The switch to telehealth services to manage patients with rheumatoid arthritis may turn back the clock on improvements in patient care made through treat-to-target strategies, UK clinicians have warned.
Restricting face-to-face clinics to patients who have a disease flare may miss patients with ‘stable disease’ who have low to moderate disease activity but whose condition has not got worse, the team from University College London point out.
Writing in an editorial in The Lancet Rheumatology, Professor Michael Ehrenstein, a Consultant Rheumatologist, said treat-to-target strategies require frequent monitoring by clinical examination and blood test – particularly in the early disease phase.
His article raises concerns over whether the telehealth remote consultations that have become the norm since the start of the COVID-19 pandemic are compatible with treat-to-target strategies.
And the challenges in providing care in a post-COVID-19 world create further barriers to wider adoption of treat-to-target protocols and are likely to lead to fewer rheumatoid arthritis patients achieving remission, he added in the piece written with co-author Dr Su-Ann Yeoh.
Similar problems are apparent with dose tapering where patients need to be carefully monitored to identify signs of disease worsening. Some patients may have stopped medication or attempted to taper their dose over concerns about the risks of COVID-19 infection, the editorial states.
The pandemic does provide the opportunity to research patient-reported outcomes and web-based monitoring apps being used in remote management but these measures cannot replace clinical examination, Professor Ehrenstein said.

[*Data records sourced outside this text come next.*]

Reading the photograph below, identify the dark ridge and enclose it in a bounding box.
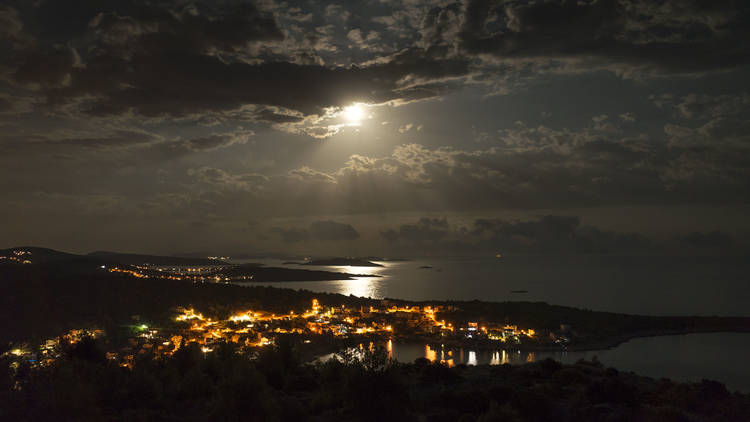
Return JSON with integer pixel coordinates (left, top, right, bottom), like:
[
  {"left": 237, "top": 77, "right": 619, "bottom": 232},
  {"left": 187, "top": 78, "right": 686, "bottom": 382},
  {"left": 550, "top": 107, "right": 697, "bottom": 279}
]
[{"left": 88, "top": 251, "right": 228, "bottom": 266}]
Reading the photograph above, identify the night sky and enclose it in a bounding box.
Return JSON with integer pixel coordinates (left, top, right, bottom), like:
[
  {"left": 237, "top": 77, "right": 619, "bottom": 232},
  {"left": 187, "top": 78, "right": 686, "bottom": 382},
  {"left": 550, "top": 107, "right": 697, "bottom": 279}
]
[{"left": 0, "top": 0, "right": 750, "bottom": 256}]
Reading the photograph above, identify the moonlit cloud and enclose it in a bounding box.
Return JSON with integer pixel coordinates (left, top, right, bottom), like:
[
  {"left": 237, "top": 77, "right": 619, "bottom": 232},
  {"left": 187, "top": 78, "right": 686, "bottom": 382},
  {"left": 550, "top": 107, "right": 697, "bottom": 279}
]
[{"left": 0, "top": 0, "right": 750, "bottom": 255}]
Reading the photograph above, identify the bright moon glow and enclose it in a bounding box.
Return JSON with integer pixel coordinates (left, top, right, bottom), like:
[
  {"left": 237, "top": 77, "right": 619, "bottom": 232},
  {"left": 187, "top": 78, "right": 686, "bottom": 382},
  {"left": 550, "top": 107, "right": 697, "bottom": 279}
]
[{"left": 344, "top": 104, "right": 365, "bottom": 124}]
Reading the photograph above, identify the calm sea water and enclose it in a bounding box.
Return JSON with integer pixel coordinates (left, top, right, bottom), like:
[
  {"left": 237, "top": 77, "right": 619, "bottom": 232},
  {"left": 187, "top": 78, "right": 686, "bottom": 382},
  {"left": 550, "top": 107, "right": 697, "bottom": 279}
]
[
  {"left": 236, "top": 255, "right": 750, "bottom": 316},
  {"left": 241, "top": 256, "right": 750, "bottom": 392},
  {"left": 391, "top": 333, "right": 750, "bottom": 393}
]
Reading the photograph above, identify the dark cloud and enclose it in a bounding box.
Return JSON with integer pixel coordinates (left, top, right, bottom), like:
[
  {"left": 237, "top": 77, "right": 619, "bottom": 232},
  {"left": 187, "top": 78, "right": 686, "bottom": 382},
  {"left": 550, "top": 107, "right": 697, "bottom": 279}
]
[
  {"left": 398, "top": 217, "right": 449, "bottom": 243},
  {"left": 434, "top": 0, "right": 750, "bottom": 73},
  {"left": 680, "top": 231, "right": 735, "bottom": 248},
  {"left": 269, "top": 227, "right": 310, "bottom": 243},
  {"left": 5, "top": 3, "right": 469, "bottom": 123},
  {"left": 310, "top": 220, "right": 359, "bottom": 241},
  {"left": 381, "top": 215, "right": 653, "bottom": 255}
]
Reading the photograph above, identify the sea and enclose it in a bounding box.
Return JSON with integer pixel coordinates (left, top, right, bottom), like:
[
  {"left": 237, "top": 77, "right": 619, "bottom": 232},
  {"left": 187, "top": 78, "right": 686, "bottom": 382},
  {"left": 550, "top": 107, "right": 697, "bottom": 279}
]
[{"left": 235, "top": 255, "right": 750, "bottom": 393}]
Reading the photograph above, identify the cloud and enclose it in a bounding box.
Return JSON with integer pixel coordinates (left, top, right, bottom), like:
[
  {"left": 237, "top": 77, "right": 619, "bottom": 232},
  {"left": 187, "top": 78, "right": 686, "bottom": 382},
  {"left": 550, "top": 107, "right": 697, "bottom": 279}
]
[
  {"left": 310, "top": 220, "right": 359, "bottom": 241},
  {"left": 5, "top": 1, "right": 469, "bottom": 123},
  {"left": 680, "top": 231, "right": 735, "bottom": 248},
  {"left": 163, "top": 130, "right": 255, "bottom": 154},
  {"left": 269, "top": 220, "right": 359, "bottom": 243},
  {"left": 398, "top": 217, "right": 448, "bottom": 243},
  {"left": 380, "top": 215, "right": 652, "bottom": 255},
  {"left": 270, "top": 227, "right": 310, "bottom": 243},
  {"left": 414, "top": 0, "right": 750, "bottom": 74}
]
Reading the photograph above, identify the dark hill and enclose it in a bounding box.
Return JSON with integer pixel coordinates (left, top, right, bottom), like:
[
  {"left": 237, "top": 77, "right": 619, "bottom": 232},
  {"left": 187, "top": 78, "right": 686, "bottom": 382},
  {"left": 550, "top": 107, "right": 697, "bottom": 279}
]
[{"left": 88, "top": 251, "right": 228, "bottom": 266}]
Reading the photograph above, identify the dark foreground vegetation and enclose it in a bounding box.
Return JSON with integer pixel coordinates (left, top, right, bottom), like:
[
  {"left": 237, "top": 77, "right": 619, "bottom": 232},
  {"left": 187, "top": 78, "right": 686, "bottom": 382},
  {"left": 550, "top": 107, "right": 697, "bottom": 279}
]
[{"left": 0, "top": 339, "right": 750, "bottom": 422}]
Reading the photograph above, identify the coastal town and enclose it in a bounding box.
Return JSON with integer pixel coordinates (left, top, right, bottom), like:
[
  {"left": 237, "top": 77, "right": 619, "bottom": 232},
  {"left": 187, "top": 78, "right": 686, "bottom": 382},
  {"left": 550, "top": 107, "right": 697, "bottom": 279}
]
[{"left": 4, "top": 299, "right": 550, "bottom": 367}]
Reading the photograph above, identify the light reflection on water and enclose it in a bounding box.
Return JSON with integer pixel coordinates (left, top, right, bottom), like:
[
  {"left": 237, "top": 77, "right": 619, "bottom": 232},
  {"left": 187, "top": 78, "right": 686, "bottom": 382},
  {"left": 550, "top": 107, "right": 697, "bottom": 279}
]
[
  {"left": 238, "top": 255, "right": 750, "bottom": 316},
  {"left": 238, "top": 260, "right": 392, "bottom": 298},
  {"left": 390, "top": 333, "right": 750, "bottom": 392}
]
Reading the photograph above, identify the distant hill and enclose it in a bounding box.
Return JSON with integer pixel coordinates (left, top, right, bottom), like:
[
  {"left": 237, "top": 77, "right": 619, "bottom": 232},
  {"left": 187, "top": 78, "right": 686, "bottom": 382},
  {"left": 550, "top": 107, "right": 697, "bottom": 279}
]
[
  {"left": 88, "top": 251, "right": 228, "bottom": 266},
  {"left": 221, "top": 264, "right": 378, "bottom": 282},
  {"left": 0, "top": 246, "right": 82, "bottom": 264},
  {"left": 0, "top": 246, "right": 229, "bottom": 266}
]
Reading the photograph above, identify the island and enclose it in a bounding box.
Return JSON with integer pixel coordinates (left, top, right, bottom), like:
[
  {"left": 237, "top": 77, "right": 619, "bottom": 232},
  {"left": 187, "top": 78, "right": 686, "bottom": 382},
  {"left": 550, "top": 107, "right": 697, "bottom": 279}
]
[
  {"left": 303, "top": 258, "right": 383, "bottom": 267},
  {"left": 0, "top": 248, "right": 750, "bottom": 421}
]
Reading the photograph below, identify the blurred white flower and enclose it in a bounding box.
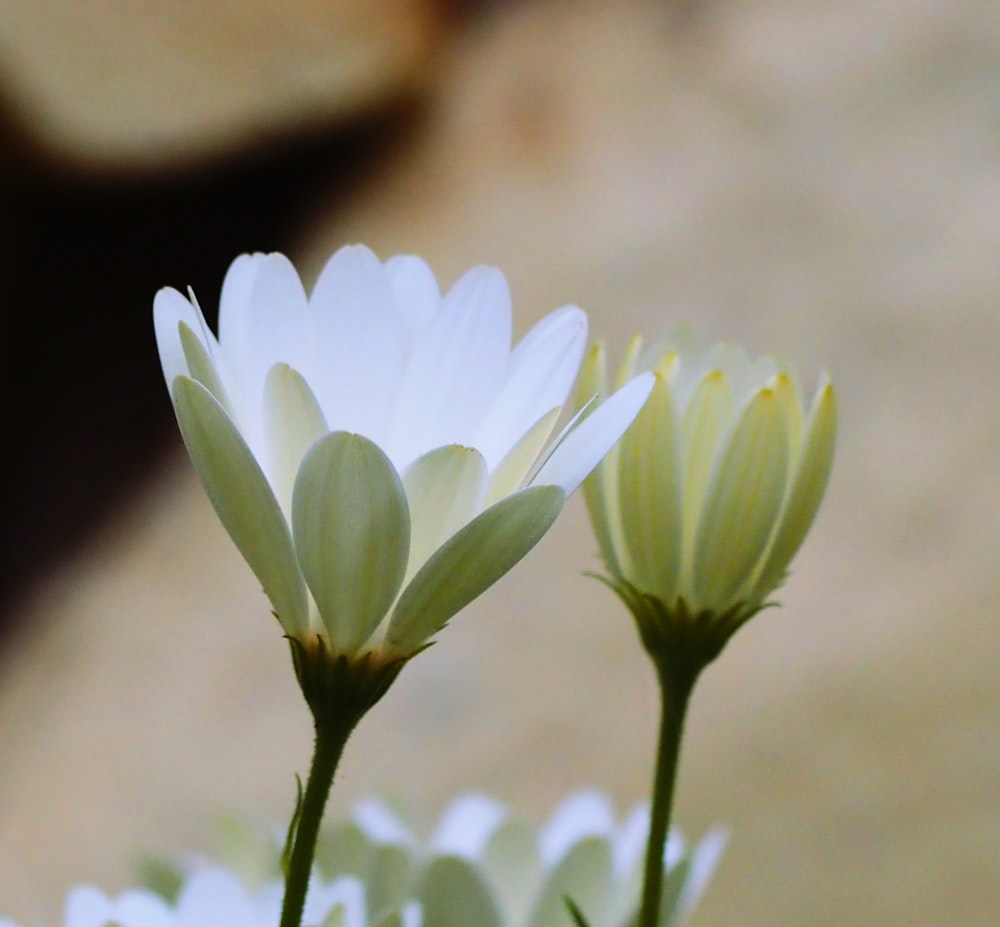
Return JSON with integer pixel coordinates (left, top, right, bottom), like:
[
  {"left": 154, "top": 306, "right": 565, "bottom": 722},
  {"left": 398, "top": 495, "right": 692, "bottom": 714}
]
[
  {"left": 579, "top": 331, "right": 837, "bottom": 629},
  {"left": 13, "top": 868, "right": 400, "bottom": 927},
  {"left": 348, "top": 792, "right": 726, "bottom": 927},
  {"left": 154, "top": 246, "right": 652, "bottom": 658}
]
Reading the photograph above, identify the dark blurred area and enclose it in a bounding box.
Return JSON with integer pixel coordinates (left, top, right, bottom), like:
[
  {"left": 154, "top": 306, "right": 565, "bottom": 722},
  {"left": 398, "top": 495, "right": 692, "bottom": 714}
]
[
  {"left": 0, "top": 0, "right": 444, "bottom": 640},
  {"left": 0, "top": 107, "right": 414, "bottom": 635}
]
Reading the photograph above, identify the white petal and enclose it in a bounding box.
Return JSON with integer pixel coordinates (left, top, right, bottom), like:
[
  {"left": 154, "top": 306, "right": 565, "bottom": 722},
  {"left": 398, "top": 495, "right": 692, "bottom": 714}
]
[
  {"left": 674, "top": 827, "right": 729, "bottom": 924},
  {"left": 681, "top": 370, "right": 733, "bottom": 572},
  {"left": 528, "top": 837, "right": 612, "bottom": 927},
  {"left": 403, "top": 444, "right": 487, "bottom": 582},
  {"left": 531, "top": 374, "right": 655, "bottom": 495},
  {"left": 302, "top": 875, "right": 368, "bottom": 927},
  {"left": 389, "top": 267, "right": 511, "bottom": 464},
  {"left": 473, "top": 306, "right": 587, "bottom": 469},
  {"left": 430, "top": 795, "right": 507, "bottom": 860},
  {"left": 177, "top": 869, "right": 256, "bottom": 927},
  {"left": 153, "top": 287, "right": 211, "bottom": 389},
  {"left": 538, "top": 790, "right": 615, "bottom": 869},
  {"left": 292, "top": 431, "right": 410, "bottom": 652},
  {"left": 225, "top": 254, "right": 311, "bottom": 408},
  {"left": 485, "top": 408, "right": 561, "bottom": 506},
  {"left": 173, "top": 377, "right": 309, "bottom": 634},
  {"left": 64, "top": 886, "right": 174, "bottom": 927},
  {"left": 756, "top": 380, "right": 837, "bottom": 595},
  {"left": 264, "top": 364, "right": 329, "bottom": 515},
  {"left": 617, "top": 374, "right": 682, "bottom": 602},
  {"left": 385, "top": 254, "right": 441, "bottom": 339},
  {"left": 386, "top": 486, "right": 566, "bottom": 654},
  {"left": 352, "top": 798, "right": 416, "bottom": 847},
  {"left": 693, "top": 389, "right": 789, "bottom": 610},
  {"left": 312, "top": 245, "right": 409, "bottom": 446},
  {"left": 219, "top": 253, "right": 267, "bottom": 347}
]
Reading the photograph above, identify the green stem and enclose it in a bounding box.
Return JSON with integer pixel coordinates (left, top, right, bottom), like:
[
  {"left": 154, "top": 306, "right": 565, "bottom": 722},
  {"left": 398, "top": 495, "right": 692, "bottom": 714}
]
[
  {"left": 638, "top": 657, "right": 701, "bottom": 927},
  {"left": 280, "top": 717, "right": 357, "bottom": 927}
]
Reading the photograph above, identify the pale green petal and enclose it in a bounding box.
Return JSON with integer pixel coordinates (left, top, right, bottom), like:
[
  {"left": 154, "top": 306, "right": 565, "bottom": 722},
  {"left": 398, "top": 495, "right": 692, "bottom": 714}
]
[
  {"left": 173, "top": 377, "right": 309, "bottom": 635},
  {"left": 264, "top": 364, "right": 327, "bottom": 513},
  {"left": 386, "top": 486, "right": 566, "bottom": 654},
  {"left": 528, "top": 837, "right": 612, "bottom": 927},
  {"left": 403, "top": 444, "right": 487, "bottom": 582},
  {"left": 576, "top": 342, "right": 625, "bottom": 577},
  {"left": 768, "top": 373, "right": 803, "bottom": 460},
  {"left": 292, "top": 431, "right": 410, "bottom": 652},
  {"left": 756, "top": 382, "right": 837, "bottom": 597},
  {"left": 417, "top": 856, "right": 503, "bottom": 927},
  {"left": 484, "top": 409, "right": 561, "bottom": 506},
  {"left": 618, "top": 375, "right": 681, "bottom": 602},
  {"left": 153, "top": 287, "right": 202, "bottom": 390},
  {"left": 681, "top": 370, "right": 733, "bottom": 572},
  {"left": 693, "top": 389, "right": 789, "bottom": 610}
]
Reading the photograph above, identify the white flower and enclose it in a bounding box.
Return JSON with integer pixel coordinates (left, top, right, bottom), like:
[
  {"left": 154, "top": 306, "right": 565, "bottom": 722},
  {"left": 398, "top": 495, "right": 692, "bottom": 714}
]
[
  {"left": 354, "top": 792, "right": 726, "bottom": 927},
  {"left": 580, "top": 332, "right": 837, "bottom": 625},
  {"left": 55, "top": 868, "right": 382, "bottom": 927},
  {"left": 154, "top": 246, "right": 651, "bottom": 658}
]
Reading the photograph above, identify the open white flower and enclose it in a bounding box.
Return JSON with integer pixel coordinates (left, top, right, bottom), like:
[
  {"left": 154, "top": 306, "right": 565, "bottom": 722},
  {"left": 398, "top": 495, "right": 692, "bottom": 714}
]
[
  {"left": 580, "top": 330, "right": 837, "bottom": 626},
  {"left": 342, "top": 791, "right": 726, "bottom": 927},
  {"left": 154, "top": 246, "right": 651, "bottom": 658}
]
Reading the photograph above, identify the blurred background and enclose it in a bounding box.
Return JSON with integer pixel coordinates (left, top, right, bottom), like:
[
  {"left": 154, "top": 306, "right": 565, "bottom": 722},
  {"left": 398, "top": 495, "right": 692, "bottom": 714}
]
[{"left": 0, "top": 0, "right": 1000, "bottom": 927}]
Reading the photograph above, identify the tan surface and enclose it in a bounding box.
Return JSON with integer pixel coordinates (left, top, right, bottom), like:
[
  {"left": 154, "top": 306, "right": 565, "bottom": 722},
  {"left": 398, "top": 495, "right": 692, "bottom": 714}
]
[
  {"left": 0, "top": 0, "right": 439, "bottom": 169},
  {"left": 0, "top": 0, "right": 1000, "bottom": 927}
]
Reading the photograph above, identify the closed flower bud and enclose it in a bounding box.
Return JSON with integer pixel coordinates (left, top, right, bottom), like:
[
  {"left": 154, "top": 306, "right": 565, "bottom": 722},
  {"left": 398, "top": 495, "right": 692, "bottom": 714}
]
[{"left": 580, "top": 332, "right": 837, "bottom": 646}]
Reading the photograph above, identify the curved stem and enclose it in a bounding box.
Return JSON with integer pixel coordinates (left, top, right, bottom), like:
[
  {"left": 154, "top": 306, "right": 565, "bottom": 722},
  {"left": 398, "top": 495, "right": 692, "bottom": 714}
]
[
  {"left": 638, "top": 657, "right": 701, "bottom": 927},
  {"left": 280, "top": 718, "right": 357, "bottom": 927}
]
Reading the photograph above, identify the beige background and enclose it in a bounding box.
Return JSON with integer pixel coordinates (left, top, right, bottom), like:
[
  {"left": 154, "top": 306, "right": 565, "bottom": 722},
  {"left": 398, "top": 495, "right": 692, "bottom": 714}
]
[{"left": 0, "top": 0, "right": 1000, "bottom": 927}]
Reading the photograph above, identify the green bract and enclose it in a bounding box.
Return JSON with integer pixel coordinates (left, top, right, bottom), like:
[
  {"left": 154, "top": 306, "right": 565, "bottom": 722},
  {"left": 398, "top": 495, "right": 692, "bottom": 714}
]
[
  {"left": 154, "top": 246, "right": 652, "bottom": 660},
  {"left": 579, "top": 333, "right": 837, "bottom": 627}
]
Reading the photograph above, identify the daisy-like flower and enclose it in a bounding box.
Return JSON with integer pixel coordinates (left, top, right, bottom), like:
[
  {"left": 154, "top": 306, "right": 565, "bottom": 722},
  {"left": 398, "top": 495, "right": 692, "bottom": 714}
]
[
  {"left": 346, "top": 791, "right": 726, "bottom": 927},
  {"left": 0, "top": 867, "right": 410, "bottom": 927},
  {"left": 154, "top": 246, "right": 652, "bottom": 680},
  {"left": 580, "top": 331, "right": 837, "bottom": 638}
]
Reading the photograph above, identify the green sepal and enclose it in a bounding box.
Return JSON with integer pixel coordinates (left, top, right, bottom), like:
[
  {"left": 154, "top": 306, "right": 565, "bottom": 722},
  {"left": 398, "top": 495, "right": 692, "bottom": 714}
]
[
  {"left": 281, "top": 773, "right": 302, "bottom": 878},
  {"left": 417, "top": 856, "right": 503, "bottom": 927},
  {"left": 563, "top": 895, "right": 590, "bottom": 927}
]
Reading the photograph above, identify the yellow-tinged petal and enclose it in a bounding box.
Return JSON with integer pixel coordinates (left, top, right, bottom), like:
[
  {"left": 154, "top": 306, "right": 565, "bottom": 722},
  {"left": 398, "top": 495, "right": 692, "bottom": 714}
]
[
  {"left": 693, "top": 388, "right": 789, "bottom": 611},
  {"left": 292, "top": 431, "right": 410, "bottom": 652},
  {"left": 531, "top": 373, "right": 654, "bottom": 496},
  {"left": 385, "top": 486, "right": 566, "bottom": 655},
  {"left": 403, "top": 444, "right": 487, "bottom": 582},
  {"left": 618, "top": 374, "right": 681, "bottom": 602},
  {"left": 172, "top": 376, "right": 309, "bottom": 635},
  {"left": 177, "top": 322, "right": 233, "bottom": 416},
  {"left": 576, "top": 342, "right": 623, "bottom": 576},
  {"left": 756, "top": 378, "right": 837, "bottom": 595}
]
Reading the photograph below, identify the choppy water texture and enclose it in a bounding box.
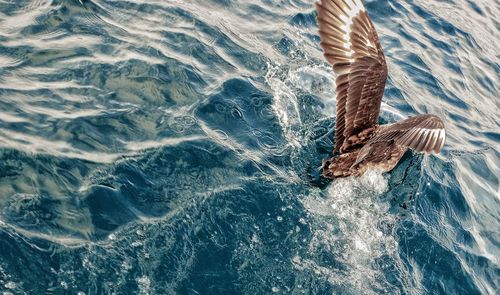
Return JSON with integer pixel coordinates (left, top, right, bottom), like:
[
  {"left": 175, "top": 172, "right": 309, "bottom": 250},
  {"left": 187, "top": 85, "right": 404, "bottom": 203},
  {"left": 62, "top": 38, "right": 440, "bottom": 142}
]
[{"left": 0, "top": 0, "right": 500, "bottom": 294}]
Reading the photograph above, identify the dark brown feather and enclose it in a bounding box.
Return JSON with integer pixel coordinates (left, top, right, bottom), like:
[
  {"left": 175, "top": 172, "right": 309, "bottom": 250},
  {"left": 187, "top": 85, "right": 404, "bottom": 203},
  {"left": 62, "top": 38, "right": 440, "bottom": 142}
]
[{"left": 316, "top": 0, "right": 387, "bottom": 152}]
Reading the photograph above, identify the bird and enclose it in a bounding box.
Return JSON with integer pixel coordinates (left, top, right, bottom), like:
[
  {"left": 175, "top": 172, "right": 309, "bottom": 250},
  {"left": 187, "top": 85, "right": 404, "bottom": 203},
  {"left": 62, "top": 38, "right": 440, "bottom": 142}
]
[{"left": 315, "top": 0, "right": 446, "bottom": 179}]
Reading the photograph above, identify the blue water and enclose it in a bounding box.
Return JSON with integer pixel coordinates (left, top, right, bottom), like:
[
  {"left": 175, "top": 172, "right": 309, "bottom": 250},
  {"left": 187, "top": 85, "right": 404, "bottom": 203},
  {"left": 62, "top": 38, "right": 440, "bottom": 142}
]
[{"left": 0, "top": 0, "right": 500, "bottom": 294}]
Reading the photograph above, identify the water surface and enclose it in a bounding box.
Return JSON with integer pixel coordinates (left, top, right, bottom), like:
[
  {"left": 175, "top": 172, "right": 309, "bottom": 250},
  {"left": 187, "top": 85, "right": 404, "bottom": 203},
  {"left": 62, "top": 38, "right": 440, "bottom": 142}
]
[{"left": 0, "top": 0, "right": 500, "bottom": 294}]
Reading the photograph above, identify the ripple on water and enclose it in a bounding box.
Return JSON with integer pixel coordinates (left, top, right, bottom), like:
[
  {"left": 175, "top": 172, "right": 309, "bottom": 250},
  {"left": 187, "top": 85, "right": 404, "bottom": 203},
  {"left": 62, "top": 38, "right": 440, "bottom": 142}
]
[{"left": 0, "top": 0, "right": 500, "bottom": 294}]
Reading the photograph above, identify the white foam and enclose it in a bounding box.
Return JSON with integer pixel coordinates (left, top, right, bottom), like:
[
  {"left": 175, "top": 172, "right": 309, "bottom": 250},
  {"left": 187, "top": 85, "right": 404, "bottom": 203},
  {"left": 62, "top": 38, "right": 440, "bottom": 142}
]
[{"left": 292, "top": 170, "right": 414, "bottom": 294}]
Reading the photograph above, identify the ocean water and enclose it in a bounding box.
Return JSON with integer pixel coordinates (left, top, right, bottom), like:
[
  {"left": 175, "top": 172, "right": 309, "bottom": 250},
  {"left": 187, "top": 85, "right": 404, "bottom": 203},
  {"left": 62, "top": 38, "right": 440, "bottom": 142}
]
[{"left": 0, "top": 0, "right": 500, "bottom": 295}]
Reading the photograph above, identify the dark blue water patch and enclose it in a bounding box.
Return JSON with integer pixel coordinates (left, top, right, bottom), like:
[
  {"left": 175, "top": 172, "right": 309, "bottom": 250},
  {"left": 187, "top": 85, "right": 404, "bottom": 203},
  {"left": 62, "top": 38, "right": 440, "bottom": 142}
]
[
  {"left": 290, "top": 10, "right": 317, "bottom": 28},
  {"left": 398, "top": 221, "right": 481, "bottom": 294}
]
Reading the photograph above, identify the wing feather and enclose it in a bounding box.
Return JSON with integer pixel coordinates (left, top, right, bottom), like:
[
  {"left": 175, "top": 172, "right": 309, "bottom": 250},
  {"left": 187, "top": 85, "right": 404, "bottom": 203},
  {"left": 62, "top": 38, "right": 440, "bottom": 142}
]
[
  {"left": 316, "top": 0, "right": 387, "bottom": 152},
  {"left": 368, "top": 115, "right": 446, "bottom": 153}
]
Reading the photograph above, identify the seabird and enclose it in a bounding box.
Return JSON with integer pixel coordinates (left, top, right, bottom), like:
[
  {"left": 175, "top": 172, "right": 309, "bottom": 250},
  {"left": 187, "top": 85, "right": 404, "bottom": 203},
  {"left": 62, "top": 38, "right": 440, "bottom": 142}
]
[{"left": 316, "top": 0, "right": 446, "bottom": 179}]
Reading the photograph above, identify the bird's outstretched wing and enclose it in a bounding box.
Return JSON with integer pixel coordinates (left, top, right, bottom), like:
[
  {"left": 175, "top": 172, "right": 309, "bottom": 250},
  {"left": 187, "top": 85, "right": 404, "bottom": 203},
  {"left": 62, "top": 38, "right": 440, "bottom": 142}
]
[
  {"left": 316, "top": 0, "right": 387, "bottom": 152},
  {"left": 368, "top": 115, "right": 446, "bottom": 153}
]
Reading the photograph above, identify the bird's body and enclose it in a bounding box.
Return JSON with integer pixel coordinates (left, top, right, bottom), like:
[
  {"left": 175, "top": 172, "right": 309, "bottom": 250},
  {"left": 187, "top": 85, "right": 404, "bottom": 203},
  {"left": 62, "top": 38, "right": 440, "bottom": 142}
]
[{"left": 316, "top": 0, "right": 445, "bottom": 178}]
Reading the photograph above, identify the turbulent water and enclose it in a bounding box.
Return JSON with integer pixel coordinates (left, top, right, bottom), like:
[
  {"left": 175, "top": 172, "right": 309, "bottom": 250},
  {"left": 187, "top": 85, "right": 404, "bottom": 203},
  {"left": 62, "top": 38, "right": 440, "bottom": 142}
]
[{"left": 0, "top": 0, "right": 500, "bottom": 294}]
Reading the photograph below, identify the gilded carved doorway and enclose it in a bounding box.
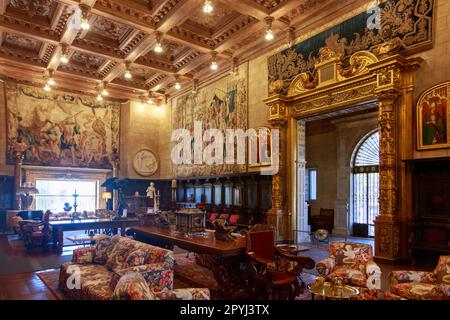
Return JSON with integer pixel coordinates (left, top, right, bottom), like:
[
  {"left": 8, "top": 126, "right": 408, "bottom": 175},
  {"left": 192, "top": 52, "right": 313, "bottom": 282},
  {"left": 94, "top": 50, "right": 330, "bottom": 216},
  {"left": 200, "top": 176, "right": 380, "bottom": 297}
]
[{"left": 265, "top": 47, "right": 423, "bottom": 261}]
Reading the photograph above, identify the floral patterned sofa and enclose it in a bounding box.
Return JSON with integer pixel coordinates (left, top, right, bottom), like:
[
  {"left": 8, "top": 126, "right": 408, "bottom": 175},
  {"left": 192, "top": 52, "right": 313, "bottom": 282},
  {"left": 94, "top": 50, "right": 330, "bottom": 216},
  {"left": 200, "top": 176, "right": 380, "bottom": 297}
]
[
  {"left": 59, "top": 236, "right": 209, "bottom": 300},
  {"left": 389, "top": 256, "right": 450, "bottom": 300},
  {"left": 316, "top": 242, "right": 381, "bottom": 289}
]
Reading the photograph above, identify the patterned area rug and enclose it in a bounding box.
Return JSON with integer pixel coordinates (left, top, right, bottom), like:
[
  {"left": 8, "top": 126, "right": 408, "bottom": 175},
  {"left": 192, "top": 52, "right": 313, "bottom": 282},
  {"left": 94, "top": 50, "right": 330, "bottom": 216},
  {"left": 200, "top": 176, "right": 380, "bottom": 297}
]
[
  {"left": 37, "top": 269, "right": 64, "bottom": 300},
  {"left": 37, "top": 253, "right": 316, "bottom": 300}
]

Instead creating multidisciplinary, one-stop-shop face-to-face clinics might, in the long term, reduce hospital visits by patients.
“Treat-to-target and safe tapering strategies should continue to be essential in the management of rheumatoid arthritis, regardless of new approaches that streamline the patient experience and reduce the number of hospital visits.
“Patients with rheumatoid arthritis on minimal or no DMARDs and in sustained remission might be candidates for remote consultation,” the editorial concluded.
“However, certain terms, such as stable or well controlled, should not be used in the lexicon of rheumatology practice without reference to the maintenance of remission, nor should patients with stable moderate or low disease activity be forgotten.
“Amid the flurry of creating the new normal, patients with rheumatoid arthritis should not have to turn to increasing their dose of non-steroidal anti-inflammatory drugs as joints slowly erode, reminiscent of the dark days of rheumatology in the 20th century when stable disease was an acceptable target.”